Subimos al coche y aquello no cesaba. Las contracciones dolían muchísimo, eran muy seguidas, casi como si fuese una sola. Hasta que comprendí que debía dejarme llevar y no luchar. Opté por sentirlas al máximo y automáticamente aterricé en el “planeta parto”. Pasé la segunda mitad del trayecto bailando al son de cada contracción, de cada ola, felizmente ajena a todo lo demás.
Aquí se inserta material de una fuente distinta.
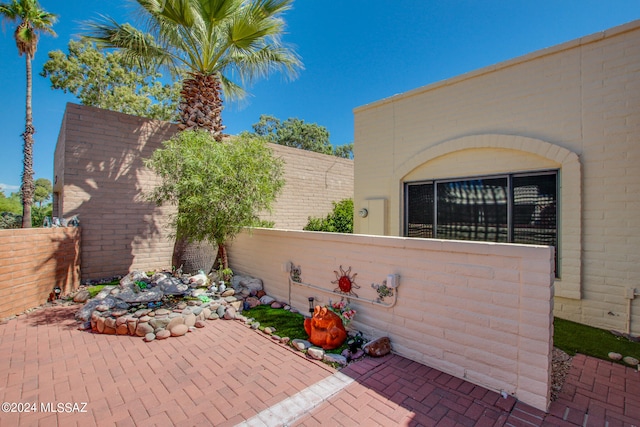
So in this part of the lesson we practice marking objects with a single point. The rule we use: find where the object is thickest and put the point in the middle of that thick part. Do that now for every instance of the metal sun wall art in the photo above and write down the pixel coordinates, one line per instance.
(346, 282)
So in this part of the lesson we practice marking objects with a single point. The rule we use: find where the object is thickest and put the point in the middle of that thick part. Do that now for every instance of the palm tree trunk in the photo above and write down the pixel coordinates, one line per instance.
(27, 172)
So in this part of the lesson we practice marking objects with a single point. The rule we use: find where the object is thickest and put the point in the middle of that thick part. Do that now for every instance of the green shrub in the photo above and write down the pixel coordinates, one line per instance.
(340, 220)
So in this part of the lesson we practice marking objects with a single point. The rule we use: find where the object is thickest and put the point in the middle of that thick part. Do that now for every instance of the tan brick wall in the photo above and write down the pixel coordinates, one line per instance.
(32, 262)
(572, 107)
(99, 175)
(479, 311)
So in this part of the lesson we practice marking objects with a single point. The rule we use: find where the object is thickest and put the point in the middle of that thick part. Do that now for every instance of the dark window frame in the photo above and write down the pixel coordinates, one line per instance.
(509, 199)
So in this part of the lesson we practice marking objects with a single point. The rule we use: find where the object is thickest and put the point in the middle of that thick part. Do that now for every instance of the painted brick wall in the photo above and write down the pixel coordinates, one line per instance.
(574, 107)
(32, 262)
(99, 175)
(479, 311)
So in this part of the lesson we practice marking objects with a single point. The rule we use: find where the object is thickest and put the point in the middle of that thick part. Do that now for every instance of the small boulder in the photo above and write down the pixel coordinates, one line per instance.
(82, 296)
(179, 330)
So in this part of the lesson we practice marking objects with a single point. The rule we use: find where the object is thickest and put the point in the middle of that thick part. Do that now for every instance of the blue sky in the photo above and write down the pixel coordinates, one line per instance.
(354, 51)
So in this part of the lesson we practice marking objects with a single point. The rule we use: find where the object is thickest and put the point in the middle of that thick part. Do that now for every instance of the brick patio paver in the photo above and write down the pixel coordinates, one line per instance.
(227, 374)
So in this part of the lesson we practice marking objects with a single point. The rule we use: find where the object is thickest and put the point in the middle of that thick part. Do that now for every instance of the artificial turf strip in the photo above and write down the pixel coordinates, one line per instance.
(286, 323)
(573, 338)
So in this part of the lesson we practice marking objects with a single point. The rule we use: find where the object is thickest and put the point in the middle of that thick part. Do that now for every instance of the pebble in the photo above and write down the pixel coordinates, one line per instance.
(301, 344)
(378, 347)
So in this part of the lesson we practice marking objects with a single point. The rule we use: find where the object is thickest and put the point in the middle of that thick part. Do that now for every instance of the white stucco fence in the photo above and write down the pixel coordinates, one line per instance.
(479, 311)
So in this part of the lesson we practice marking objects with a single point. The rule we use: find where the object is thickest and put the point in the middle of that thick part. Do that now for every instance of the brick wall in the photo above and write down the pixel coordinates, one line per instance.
(99, 175)
(572, 107)
(479, 311)
(32, 262)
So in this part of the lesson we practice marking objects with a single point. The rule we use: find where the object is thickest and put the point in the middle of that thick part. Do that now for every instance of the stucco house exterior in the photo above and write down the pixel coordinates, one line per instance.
(541, 149)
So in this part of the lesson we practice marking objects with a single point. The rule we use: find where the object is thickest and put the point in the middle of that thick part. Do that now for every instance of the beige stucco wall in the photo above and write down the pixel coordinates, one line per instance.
(479, 311)
(99, 176)
(573, 107)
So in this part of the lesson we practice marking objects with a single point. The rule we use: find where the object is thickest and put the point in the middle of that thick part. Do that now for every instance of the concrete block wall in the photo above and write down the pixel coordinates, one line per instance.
(479, 311)
(99, 176)
(572, 107)
(32, 262)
Y llegamos al hospital. Bajar del coche fue una heroicidad. Tuve que apresurarme dejando a mi pareja atrás porque en esos momentos la meta era no dar a luz delante del mostrador. En silla de ruedas me subieron a la sala de exploración, que no estaba precisamente cerca. Me recuerdo retorciéndome y el celador pidiéndome que hablara. Como si en esos momentos me apeteciese dar el parte del día. Fue llegar a la sala y saltar literalmente de la silla para hacerme un ovillo en el último rincón que alcancé a ver. Las matronas me ayudaron a desvestirme y bajaron las luces. Nada de tactos, nada de vías ni de toma de tensión. No había ni tiempo ni necesidad.
Calor. Necesitaba agua. Me ofrecieron una botella que me eché por encima. En ningún momento dije que quisiese agua para beber. Necesitaba refrescarme para poder continuar. Y la matrona y la Auxiliar, verdaderos ángeles (Gracias Pilar, gracias Elena) atónitas ante lo que estaban viendo desde su lugar, sin intervenir (o al menos sin que yo me diera cuenta). De pronto rompí aguas, fue exactamente como dicen: como si estallase un globo de agua en el interior. Alivio.
Yo seguía loca de endorfinas, ajena a todo lo que me rodeaba y segura. Más que eso, poderosa, a pesar del historial. Loba, sacerdotisa, primitiva, salvaje, diosa, mujer. De rodillas, agarrada a las patas de una silla comencé a notar como mi niño descendía por el canal del parto. Ningún dolor. Y entonces mi pareja se sentó y me prestó sus brazos para seguir con la tarea. Fue muy sencillo: soplé al ritmo al que mi hijo se abría paso, despacio, en armonía. El tándem perfecto. La naturaleza nos dirigía y nosotros nos dejábamos hacer, tranquilos. No grité ni gemí, o eso me contaron.
La matrona me susurró que iban a comprobar cómo iba la cosa, pero les dije que ya estaba a punto de salir. Recuerdo exclamar emocionada “¡Ya está aquí!” Y segundos después, asomó su cabecita. Retomé fuerzas con una inspiración y al poco salió el resto del cuerpo, resbaladizo y templado, rezumando vida. Mi hijo.
Acurrucados los dos en penumbra, envueltos en sendas toallas, no daba crédito a la maravilla que acababa de experimentar. Andrés estuvo en mis brazos desde el primer momento. No lloró, no lo necesitaba. Nos trasladaron entonces a la sala de dilatación y parto, donde mi pareja le cortó el cordón una vez dejó de latir y donde en teoría, tendría que haberse desarrollado todo. También me cosieron un desgarro en grado II sin importancia que cicatrizó rapidísimo a los pocos días y sin dolor. Andrés quiso nacer con un brazo por delante, el muy valiente.
En esos 15 minutos que duró el nacimiento de mi hijo estuvieron presentes todas las mujeres de éste mundo a lo largo de la historia, desde la primera a la última. Comprendí la esencia y disfruté ese regalo que la naturaleza nos ha dado. 15 minutos llenos de sentido y de una intensa y sanadora luz que ahora, seis meses después, sigue brillando.
Y ahora, le miro mientras sonríe ensimismado a segundos de dormirse. Le miro y le doy las gracias.